• Saturday, December 20, 2014

Freedom in the air

ANIME REVIEW

Michiko to Hatchin

Tahmid

Alternate names: Michiko e Hatchin, Michiko and Hatchin
22 episodes

RATING: 6.5/10
RATING: 6.5/10

Hana lives with her abusive foster family who treat her worse than a servant. Michiko just recently escaped from prison and from there goes to abduct Hana. The two have someone from their past in common. Fugitives from the law, the two go from town to town in search of Hiroshi, Hana's father and Michiko's love interest. Michiko and Hana make an odd pair. Hana is a kid but she's practical, patient and polite. Michiko is hot-headed, impulsive and not very logical. Yet Michiko still has some adult traits and Hana is still a kid. Later, stories relating to lesser characters like Jumbo and Shinsuke develop and progress as background stories.
The names of the different characters (their first names) are very geographically anomalous, if that's the correct way of putting it. Their first names are Japanese (Hiroshi, Atsuko, Michiko) while their second names remind one of Latin America (Malandaro, Batista, Morenos).
Michiko e Hatchin also reminds me of City of God a lot which is a very good Brazilian movie.
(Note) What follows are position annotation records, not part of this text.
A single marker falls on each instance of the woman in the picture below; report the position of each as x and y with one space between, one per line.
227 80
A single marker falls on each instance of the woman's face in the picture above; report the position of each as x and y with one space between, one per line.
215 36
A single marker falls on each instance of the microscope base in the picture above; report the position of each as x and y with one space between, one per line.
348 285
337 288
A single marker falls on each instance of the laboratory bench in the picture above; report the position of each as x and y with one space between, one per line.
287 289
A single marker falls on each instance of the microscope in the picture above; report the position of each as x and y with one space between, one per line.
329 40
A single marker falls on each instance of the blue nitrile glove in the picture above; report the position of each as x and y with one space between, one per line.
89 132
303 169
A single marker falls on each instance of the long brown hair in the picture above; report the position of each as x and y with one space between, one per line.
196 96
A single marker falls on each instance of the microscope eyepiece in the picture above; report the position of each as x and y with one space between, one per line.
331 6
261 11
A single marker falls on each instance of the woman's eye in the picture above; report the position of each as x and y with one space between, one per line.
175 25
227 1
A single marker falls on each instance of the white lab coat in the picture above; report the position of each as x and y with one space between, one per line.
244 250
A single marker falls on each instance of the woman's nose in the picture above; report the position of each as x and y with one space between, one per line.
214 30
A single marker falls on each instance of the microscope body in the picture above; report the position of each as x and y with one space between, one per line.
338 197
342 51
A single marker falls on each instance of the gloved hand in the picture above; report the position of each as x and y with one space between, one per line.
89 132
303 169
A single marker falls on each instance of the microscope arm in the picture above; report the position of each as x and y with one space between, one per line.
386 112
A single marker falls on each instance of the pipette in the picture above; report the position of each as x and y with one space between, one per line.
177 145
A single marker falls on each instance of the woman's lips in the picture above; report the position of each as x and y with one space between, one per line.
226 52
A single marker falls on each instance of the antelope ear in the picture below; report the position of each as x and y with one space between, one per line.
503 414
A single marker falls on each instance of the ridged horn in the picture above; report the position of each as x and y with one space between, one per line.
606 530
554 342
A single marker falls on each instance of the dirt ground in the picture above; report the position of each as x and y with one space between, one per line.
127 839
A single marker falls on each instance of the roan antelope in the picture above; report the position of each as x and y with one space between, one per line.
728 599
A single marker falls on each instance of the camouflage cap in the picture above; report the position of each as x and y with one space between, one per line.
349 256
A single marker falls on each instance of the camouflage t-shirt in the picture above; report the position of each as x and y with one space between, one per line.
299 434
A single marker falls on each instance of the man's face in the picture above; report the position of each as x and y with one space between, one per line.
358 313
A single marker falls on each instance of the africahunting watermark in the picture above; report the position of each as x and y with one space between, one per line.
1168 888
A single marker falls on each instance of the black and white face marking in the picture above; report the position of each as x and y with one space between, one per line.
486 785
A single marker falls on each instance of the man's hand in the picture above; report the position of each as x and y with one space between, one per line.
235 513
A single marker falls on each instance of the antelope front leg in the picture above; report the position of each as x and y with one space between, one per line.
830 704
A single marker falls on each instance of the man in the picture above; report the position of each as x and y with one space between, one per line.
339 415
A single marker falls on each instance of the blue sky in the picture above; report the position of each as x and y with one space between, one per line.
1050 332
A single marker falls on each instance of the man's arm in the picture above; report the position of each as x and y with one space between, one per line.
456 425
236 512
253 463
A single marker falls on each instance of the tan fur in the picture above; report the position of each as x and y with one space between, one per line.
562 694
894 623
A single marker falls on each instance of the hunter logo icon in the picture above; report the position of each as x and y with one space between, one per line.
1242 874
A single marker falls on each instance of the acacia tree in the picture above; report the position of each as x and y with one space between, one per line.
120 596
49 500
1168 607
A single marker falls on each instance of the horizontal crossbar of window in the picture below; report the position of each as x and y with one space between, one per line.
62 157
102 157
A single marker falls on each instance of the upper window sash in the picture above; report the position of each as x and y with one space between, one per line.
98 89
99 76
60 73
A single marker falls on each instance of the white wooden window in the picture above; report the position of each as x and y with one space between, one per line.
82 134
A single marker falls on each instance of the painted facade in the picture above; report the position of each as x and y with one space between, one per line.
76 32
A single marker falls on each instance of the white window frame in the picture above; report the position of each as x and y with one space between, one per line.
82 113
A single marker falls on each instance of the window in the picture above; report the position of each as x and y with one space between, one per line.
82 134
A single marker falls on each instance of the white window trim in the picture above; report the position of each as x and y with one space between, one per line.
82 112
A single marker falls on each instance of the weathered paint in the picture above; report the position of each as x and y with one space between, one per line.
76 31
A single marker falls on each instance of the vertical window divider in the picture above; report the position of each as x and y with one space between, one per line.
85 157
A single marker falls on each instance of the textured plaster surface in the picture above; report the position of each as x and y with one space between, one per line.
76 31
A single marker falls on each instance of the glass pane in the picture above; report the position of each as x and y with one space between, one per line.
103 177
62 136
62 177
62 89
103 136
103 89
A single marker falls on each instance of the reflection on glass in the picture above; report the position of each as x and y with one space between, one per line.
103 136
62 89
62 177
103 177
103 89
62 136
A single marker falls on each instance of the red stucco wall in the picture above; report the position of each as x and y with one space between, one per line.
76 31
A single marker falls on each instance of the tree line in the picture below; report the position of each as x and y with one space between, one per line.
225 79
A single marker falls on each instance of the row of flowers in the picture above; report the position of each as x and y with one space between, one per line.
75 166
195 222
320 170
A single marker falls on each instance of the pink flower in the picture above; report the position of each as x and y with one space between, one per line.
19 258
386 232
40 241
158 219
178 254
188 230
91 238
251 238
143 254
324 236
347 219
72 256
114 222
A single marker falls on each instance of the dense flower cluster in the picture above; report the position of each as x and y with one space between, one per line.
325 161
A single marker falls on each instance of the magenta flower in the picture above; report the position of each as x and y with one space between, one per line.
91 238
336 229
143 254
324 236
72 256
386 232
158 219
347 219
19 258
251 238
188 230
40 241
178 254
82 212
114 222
City of God took place in Brazil while Michiko e Hatchin takes place in a fictional place closely resembling Brazil. I should go to Brazil. Michiko e Hatchin reminds me of Cowboy Bebop too. The music isn't by Yoko Kanno so it cannot receive the same standing, but it's still quite good nonetheless. Or I might be misled because of the use of blaring trumpets in the opening and because the opening looks very funky indeed.
The viewers are given a few flashbacks and some memory fragments regarding what relationship Michiko had with Hiroshi. One can always make assumptions as to the nature, which isn't hard to guess. The events which transpired, however, remain a mystery.
This anime is much darker than it would seem at first glance, unexpectedly so. We get to see the gang side of things through Michiko and the members of Monstro while Hana lets us see it through the eyes of a child and a street urchin. It never becomes too dark to bear though, because of the part Hana plays. Ulterior motives, manipulation and other things adults do are present and portrayed in this Chihuahua eat Chihuahua world. Why does MS Word capitalise Chihuahua? Was there ever a guy named Chihuahua? Perhaps a really short Mexican general with no fat or hair on his body… but I digress.
Michiko e Hatchin is something you can start watching, take a long break and come back to later with no negative effects. It is artsy and will, on occasion, have notable background music. This anime portrays something unique -- how we perceive others, particularly those close to us, to be perfect, when they are far from it. At least, that's the message I got from it. I doubt whether that's the message they were trying to send. I personally think this would be much better off as a book, but then I probably wouldn't have come across it.